O spesso due tre pollici e mezzo.
Il sistema operativo restava quindi nel disco in A, per tutte le operazioni del caso (copie, cancellazioni, formattazioni), nel secondo lettore inserivi il disco in B contenente i programmi.
Oppure semplicementeì rimuovevi il disco in A sostituendolo col programma che volevi caricare, ma tenendo sempre il disco di MS-DOS pronto per essere reinserito.
I computer più costosi potevano avere un hard disk, solitamente non più di 10 o 20 Megabyte (non Gigabyte: megabyte).
C’era quindi abbastanza spazio per installarvi DOS e una manciata di programmi, lasciando tutti gli altri su floppy.
In questo caso comunque A e B venivano convenzionalmente tenute da parte per i floppy, e C per il disco fisso. Unità non sempre presente.
Avere un insieme di lettere comuni a tutti i computer avrebbe evitato problemi di compatibilità: ogni programma poteva dare per scontato che A fosse il floppy e C il disco fisso e regolarsi di conseguenza.
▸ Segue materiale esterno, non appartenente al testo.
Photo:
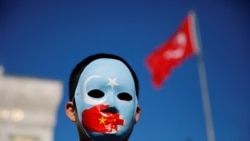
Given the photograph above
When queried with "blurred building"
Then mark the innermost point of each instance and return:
(28, 108)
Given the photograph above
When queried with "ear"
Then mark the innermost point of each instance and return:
(138, 113)
(70, 111)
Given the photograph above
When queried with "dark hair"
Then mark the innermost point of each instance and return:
(76, 72)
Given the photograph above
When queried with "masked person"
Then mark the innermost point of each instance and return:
(103, 92)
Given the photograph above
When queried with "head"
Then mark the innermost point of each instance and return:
(103, 98)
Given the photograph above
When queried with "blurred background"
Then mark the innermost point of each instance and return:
(41, 41)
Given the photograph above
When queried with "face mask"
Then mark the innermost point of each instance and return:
(106, 100)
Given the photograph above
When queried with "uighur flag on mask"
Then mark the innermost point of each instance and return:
(98, 119)
(181, 45)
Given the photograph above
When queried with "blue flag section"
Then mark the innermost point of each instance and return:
(45, 39)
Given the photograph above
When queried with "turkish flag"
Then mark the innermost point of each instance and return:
(98, 119)
(181, 45)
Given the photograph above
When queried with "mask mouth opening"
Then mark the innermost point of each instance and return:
(111, 110)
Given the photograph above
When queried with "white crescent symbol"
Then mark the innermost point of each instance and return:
(178, 53)
(86, 98)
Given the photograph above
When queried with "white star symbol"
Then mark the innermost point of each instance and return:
(112, 82)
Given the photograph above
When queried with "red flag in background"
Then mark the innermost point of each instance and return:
(181, 45)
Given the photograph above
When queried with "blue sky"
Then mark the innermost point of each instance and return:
(46, 39)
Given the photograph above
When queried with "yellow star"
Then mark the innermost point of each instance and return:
(102, 120)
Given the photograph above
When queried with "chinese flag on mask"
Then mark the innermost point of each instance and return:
(181, 45)
(96, 119)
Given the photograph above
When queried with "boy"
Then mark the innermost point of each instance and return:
(103, 92)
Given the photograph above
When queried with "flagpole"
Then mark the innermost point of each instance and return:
(205, 99)
(204, 90)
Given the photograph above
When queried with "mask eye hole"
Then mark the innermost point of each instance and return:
(96, 93)
(124, 96)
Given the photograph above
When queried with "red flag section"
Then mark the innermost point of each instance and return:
(181, 45)
(96, 119)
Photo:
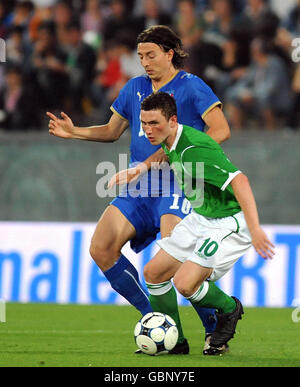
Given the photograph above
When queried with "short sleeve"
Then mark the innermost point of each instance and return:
(210, 164)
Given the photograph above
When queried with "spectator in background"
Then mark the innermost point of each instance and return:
(108, 75)
(22, 14)
(62, 17)
(294, 116)
(262, 21)
(19, 105)
(224, 20)
(49, 68)
(93, 18)
(167, 6)
(263, 91)
(152, 15)
(188, 24)
(80, 64)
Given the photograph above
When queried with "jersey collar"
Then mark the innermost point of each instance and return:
(178, 135)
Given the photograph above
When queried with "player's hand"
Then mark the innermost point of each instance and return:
(60, 127)
(127, 175)
(263, 246)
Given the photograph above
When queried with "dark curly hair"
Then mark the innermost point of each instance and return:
(160, 101)
(164, 37)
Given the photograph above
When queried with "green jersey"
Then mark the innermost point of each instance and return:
(203, 172)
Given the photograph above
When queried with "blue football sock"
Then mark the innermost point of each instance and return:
(208, 318)
(124, 279)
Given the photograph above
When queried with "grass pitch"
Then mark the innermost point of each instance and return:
(43, 335)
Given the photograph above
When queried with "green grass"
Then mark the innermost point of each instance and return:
(41, 335)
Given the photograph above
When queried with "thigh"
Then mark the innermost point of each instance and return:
(161, 268)
(113, 230)
(168, 223)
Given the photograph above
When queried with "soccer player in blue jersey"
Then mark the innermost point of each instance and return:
(139, 219)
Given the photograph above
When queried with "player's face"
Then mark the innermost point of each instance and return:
(156, 62)
(156, 127)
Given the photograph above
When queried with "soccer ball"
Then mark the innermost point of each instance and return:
(155, 333)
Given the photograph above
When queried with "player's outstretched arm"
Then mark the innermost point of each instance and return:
(244, 195)
(63, 127)
(218, 128)
(131, 174)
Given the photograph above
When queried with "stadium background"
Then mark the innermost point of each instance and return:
(48, 200)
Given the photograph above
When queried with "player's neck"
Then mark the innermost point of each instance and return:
(165, 78)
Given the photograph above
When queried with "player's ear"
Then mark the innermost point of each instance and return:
(173, 120)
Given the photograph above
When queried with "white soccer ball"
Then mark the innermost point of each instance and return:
(156, 332)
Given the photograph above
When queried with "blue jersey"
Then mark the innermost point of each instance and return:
(194, 99)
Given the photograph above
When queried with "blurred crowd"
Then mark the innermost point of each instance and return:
(76, 55)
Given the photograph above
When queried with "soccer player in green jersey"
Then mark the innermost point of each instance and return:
(222, 226)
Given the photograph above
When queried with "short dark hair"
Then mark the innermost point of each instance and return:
(164, 37)
(160, 101)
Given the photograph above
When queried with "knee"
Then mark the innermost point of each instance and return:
(152, 274)
(185, 288)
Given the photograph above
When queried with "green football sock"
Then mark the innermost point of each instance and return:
(163, 298)
(210, 296)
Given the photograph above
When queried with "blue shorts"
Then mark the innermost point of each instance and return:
(144, 214)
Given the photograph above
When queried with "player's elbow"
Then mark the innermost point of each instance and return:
(226, 133)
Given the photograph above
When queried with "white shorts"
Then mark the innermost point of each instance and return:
(213, 243)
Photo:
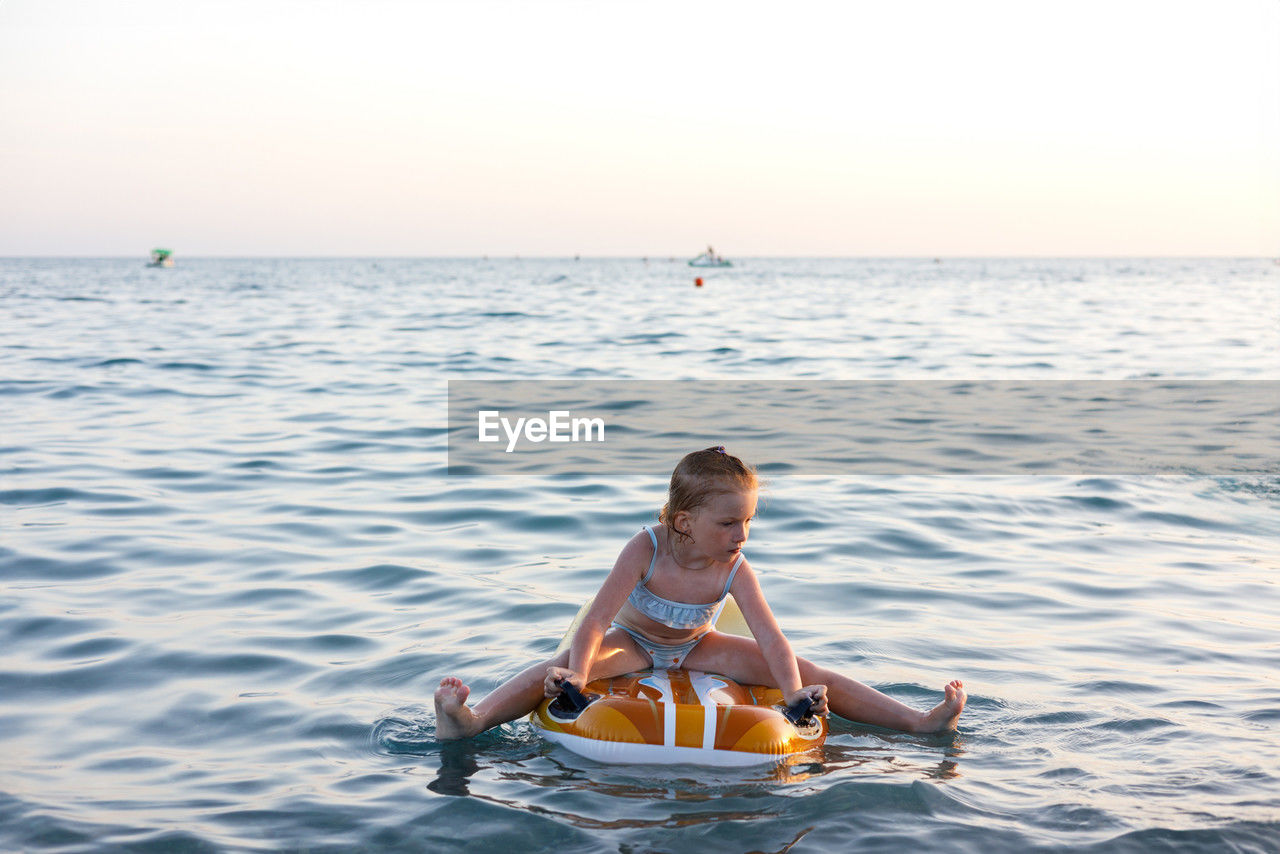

Altra cosa nota solamente a chi conosce la storia o l’ha vissuta essendo ora quarantenne, per moltissimo tempo Windows non è stato un vero e proprio sistema operativo, ma un “ambiente operativo”.
Un’interfaccia grafica da far partire mediante DOS con un apposito comando e che consentiva il ritorno a DOS in ogni momento.
Questo fino a Windows for Workgroups 3.11 (3.2 in Cina).
Con Windows 95 nacque un sistema ibrido: MS-DOS era ancora presente (ed aggiornato nelle varie versioni, fino a Windows ME), parte integrante del processo di avvio e di diverse operazioni.
La “splash screen”, la schermata con la bandiera di Windows 95 da cui deriva l’attuale icona stilizzata che accoglie chi carica Windows 10 e 11 deriva dal riuscito tentativo di occultare MS-DOS che lavorava letteralmente dietro le quinte avviandosi ed avviando Windows 95.
Con Windows XP finalmente MS-DOS fu pensionato.
Comunque c’era una pletora di programmi, aggiornati nel corso di anni e decenni, che si aspettavano di trovare il disco fisso in C e il lettore floppy in D.
Il PC medio dell’epoca aveva ancora un floppy disk, sia pur per motivi di retrocompatibilità. La struttura media prevedeva avere il floppy in A, usato sempre più sporadicamente, un disco rigido in C ed un masterizzatore CD o DVD in D, seguito dai vari pendrive nelle lettere successive.
Nel mondo attuale masterizzatori e floppy sono diventati orpelli desueti, che molti computer non comprendono neppure più. Rimane il solo disco rigido, storicamente e per quei motivi ereditari C.
Un ormai eventuale, o solo nei PC usati per vedere film da supporto fisico, lettore DVD o Blu-Ray andrà in D, solitamente quindi avremo un disco C ed una infinità di pendrive da E in poi.
Acquistando un lettore floppy su USB, questi diventerà la lettera A.
È possibile cambiare manualmente le lettere, ma cambiare la lettera del disco su cui è stato installato Windows comporterà il dover reinstallare per rendere avviabile.